Probablement pas. Avais-je envie d’entrer dans le jeu de ce chantage ? Certainement pas.
Dans le froid, la question s’est faite plus vive, plus nue : qu’alors fait naître le luxe décrit par Tesson ? que le fait-il grandir ?
Ma réponse de l’instant fut aussi cinglante que le sifflement des bourrasques : le retour dans la zone de confort !

Sortir de sa zone de confort, n’est-ce pas ce que redoutent, en cœur, le corps et l’esprit ? Il me semble que l’Humain, en particulier dans notre confortable Occident, s’efforce de préserver tant que faire se peut sa zone de confort, et à y persister. Repoussant toute menace sur celle-ci, se méfiant bien souvent de toute invitation qui le mènerait vers l’inconnu, Homo Sapiens renâcle à se frotter aux défis, à ce qui est nouveau. Inquiet de ne pas réussir, il refuse le voyage dans la zone d’insécurité, pourtant aussi, zone d’apprentissage. Il préfère s’encroûter que de prendre le risque d’expérimenter. Il renonce à se défier, à traverser l’inconnu, la vulnérabilité, la passagère incompétence, la vierge expérience.
Pour finalement, certes, revenir à sa zone de confort. Et en goûter plus intensément la qualité et l’existence.
N’admire-t-on pas d’avantage son logement lorsqu’on en sort pour la voir du dehors ? N’apprécie-t-on pas davantage un verre d’eau quand on a soif ; la chaleur sèche d’un fourneau quand on a passé la journée sous la pluie ?
***
Jouir de ce luxe simple, né du voyage hors de sa zone de confort.
C’est ce qui motive de prendre à gauche, de poursuivre l’effort dans le blizzard, de contourner la crête, là-bas, seul et livré à soi- même, avant de revenir à la cabane.
***
Assis devant mon chocolat chaud, un index un peu gelé qui brûle, le souffle encore un peu agité des mauvaises surprises de la descente, je découvre que ce luxe-là repose sur un bienfait bien plus grand que celui de la possession de l’objet rare et trop
cher.
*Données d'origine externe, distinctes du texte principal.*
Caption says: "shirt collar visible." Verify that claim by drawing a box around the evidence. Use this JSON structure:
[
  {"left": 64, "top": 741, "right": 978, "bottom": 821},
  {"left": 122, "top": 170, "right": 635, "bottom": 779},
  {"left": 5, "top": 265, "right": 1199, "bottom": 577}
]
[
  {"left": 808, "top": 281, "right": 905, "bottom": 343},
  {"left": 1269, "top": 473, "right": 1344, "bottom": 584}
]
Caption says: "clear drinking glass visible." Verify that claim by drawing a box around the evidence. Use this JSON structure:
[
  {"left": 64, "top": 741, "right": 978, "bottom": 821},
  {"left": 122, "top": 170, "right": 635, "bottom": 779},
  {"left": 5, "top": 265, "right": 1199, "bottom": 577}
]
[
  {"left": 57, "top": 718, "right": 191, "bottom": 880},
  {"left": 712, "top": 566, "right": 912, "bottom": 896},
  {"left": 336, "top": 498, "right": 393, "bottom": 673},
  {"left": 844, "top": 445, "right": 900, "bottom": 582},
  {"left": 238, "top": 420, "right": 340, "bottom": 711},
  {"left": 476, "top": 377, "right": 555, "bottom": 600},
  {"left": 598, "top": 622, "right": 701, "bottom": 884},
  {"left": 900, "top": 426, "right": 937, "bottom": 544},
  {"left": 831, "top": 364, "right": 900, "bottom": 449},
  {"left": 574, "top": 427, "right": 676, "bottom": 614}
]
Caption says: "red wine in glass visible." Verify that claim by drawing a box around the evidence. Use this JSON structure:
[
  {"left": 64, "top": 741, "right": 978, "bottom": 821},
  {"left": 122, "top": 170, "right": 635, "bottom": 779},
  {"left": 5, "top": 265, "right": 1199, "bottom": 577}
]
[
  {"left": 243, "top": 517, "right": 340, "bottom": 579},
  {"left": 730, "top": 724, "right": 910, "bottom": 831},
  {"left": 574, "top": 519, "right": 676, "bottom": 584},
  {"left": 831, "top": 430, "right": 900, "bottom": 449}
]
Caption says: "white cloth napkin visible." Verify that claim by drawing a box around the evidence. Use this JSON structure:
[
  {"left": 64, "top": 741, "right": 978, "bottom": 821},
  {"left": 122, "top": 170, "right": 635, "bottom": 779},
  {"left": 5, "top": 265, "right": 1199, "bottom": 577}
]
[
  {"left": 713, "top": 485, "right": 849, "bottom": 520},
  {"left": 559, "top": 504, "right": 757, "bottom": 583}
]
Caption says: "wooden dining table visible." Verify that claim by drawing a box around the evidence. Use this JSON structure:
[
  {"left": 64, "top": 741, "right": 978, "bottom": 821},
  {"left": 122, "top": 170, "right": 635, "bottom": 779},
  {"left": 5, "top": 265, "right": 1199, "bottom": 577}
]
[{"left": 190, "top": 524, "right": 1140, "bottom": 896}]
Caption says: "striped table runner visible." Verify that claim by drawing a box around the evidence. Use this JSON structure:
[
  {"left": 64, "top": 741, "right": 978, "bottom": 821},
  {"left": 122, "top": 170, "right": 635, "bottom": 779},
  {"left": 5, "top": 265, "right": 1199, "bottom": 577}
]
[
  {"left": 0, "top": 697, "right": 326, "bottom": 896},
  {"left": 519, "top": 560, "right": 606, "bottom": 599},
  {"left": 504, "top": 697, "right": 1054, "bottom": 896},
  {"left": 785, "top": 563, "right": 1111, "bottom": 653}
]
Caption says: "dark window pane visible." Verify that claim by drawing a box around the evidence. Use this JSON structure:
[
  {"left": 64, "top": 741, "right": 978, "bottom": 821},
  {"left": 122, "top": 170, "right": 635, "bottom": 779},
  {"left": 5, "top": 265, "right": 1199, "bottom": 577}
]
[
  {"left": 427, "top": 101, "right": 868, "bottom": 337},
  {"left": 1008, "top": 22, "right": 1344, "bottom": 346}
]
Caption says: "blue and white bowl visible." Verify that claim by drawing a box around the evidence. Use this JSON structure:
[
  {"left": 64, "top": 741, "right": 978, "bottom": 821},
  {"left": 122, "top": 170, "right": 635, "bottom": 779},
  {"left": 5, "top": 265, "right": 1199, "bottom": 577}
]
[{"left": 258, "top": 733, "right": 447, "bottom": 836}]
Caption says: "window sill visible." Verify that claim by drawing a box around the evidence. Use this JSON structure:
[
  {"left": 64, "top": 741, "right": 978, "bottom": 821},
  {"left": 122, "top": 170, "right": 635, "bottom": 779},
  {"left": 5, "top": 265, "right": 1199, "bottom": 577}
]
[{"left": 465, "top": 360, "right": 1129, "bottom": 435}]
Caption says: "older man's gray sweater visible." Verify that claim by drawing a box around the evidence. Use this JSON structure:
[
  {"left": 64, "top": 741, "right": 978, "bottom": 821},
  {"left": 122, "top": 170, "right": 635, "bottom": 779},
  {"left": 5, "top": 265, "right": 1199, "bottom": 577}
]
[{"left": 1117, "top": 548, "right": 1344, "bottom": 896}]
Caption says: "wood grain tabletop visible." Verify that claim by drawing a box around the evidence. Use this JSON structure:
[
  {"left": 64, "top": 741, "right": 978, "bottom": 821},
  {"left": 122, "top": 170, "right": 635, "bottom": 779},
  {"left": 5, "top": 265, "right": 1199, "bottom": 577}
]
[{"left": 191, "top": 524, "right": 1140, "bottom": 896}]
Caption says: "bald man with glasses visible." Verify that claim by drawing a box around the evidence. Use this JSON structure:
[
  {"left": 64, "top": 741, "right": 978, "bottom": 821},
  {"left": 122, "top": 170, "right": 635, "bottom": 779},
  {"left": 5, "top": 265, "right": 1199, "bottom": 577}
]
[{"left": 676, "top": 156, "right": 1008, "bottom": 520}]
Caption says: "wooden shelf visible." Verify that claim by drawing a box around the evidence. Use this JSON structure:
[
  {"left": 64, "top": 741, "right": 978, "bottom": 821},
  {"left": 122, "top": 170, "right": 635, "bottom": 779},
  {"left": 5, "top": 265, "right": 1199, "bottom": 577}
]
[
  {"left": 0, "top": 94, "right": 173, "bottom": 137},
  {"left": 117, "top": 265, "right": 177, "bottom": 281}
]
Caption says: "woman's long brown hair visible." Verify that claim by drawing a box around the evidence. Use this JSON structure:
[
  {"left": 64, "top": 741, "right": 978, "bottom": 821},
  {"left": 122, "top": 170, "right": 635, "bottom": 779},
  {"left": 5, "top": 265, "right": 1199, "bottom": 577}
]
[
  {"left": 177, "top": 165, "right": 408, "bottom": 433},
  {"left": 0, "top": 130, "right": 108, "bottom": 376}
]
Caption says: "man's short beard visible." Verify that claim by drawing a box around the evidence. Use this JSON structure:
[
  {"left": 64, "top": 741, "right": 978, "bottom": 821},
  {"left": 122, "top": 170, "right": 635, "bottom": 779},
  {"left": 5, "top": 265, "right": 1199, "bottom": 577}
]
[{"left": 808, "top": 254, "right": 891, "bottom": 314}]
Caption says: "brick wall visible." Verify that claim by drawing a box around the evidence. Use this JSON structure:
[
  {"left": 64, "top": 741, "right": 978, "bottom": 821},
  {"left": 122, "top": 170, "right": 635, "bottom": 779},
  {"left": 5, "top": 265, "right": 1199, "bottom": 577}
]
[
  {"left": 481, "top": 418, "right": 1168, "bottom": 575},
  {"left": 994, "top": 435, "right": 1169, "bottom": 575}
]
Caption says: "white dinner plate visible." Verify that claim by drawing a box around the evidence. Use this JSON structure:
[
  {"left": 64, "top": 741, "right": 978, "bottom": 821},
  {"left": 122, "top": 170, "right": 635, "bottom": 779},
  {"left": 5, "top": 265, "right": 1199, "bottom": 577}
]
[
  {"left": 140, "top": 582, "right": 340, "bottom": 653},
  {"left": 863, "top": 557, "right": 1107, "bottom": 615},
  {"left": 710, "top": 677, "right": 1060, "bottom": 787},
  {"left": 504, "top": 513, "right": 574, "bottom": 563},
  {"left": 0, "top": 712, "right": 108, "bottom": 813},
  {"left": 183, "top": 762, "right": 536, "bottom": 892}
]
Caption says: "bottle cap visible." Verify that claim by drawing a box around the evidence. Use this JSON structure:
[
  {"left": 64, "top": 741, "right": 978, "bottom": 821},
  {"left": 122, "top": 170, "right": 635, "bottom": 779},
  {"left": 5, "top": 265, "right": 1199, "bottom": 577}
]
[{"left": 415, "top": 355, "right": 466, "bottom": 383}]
Ce n’est pas tout à fait le retour dans ma zone de confort qui est le luxe; c’est ce que ce retour me permet de voir de moi-même : me voir revenu au point de départ, certes, mais un peu différent, augmenter de ce que j’ai vécu, et appris ; de ce que je n’ai pas su et donc appris.
Le luxe, c’est à la fois l’extase de retrouver sa zone de confort, et
la félicité de se retrouver, un peu plus soi ; en se connaissant un
peu mieux, en se reconnaissant capable d’oser et heureux d’être de retour à soi.